His mother's eyes widened. He stretched his long legs out defiantly
to cover his embarrassment. The warm night breeze came into the room. A
car honked raucously.
"What kind of a way is that to talk to me?" she asked. "What kind of
a way is that to talk to your mother?"
How many times had this happened in the past? How many more times would
they go through these scenes? She was still using the same words she had
used when he was twelve. Here he was thirty-three and married, and she
was still at it. And he hadn't learned yet how to be with 'her.
"If you buy any coffins," she was saying, "you'll he buying mine. Or
perhaps you won't have time for that, either. You don't have to come here
and do me any favors. You show up once a week and think that's enough.
You sit and look at your watch, and you think you're doing someone a big
favor. If Harry were here, things would be different, believe me."
He stared at her thin, angry face, and he hated this woman who nagged
and accused, and made him go home and fight with May. Every time he came
back from his mother's he had trouble. He hated her for being able to confuse
him and make him lose his temper.
"If Harry were in New York, I wouldn't be alone. I wouldn't have to
sit here alone and wait for you to visit me."

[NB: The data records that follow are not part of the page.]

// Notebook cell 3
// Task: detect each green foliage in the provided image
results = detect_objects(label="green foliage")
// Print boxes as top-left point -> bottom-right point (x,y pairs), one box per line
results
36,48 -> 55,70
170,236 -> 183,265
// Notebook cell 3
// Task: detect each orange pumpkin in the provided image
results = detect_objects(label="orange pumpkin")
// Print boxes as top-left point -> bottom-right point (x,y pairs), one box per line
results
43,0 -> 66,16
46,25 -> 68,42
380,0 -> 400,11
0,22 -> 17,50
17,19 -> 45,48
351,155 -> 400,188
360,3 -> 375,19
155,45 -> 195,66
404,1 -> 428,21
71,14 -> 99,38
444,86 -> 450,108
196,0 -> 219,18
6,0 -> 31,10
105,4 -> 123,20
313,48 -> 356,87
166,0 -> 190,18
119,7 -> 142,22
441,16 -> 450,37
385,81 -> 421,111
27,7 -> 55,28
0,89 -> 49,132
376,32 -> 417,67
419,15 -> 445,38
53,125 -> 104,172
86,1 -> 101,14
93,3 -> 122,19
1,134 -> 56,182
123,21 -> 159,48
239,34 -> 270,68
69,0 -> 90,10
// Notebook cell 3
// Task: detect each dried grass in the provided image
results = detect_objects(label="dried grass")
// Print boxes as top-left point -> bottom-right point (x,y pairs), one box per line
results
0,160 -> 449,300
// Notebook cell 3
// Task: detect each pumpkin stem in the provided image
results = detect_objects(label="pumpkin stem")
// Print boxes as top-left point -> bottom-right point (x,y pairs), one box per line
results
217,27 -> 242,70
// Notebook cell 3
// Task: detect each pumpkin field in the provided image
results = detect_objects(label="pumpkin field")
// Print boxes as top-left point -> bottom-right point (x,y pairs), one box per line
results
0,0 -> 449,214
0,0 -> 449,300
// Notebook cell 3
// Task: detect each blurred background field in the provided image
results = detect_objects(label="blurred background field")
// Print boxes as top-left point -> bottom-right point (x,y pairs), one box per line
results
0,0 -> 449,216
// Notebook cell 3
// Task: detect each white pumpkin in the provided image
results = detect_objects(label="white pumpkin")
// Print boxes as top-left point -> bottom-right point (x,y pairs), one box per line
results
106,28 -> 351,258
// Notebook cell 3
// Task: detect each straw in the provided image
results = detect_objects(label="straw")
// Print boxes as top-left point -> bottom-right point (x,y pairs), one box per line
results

The pain he felt made him shout, "Then go live in Chicago! If Harry
is such a good son, then let him send you the money and go live with him."
He stood up and pulled on his jacket. "Every time it's the same thing.
You're never happy unless you have a fight."
His mother looked very small in the overstuffed chair.
"I'm going home," he shouted, "to a little peace and quiet." He strode
out of the room and slammed the front door as he left.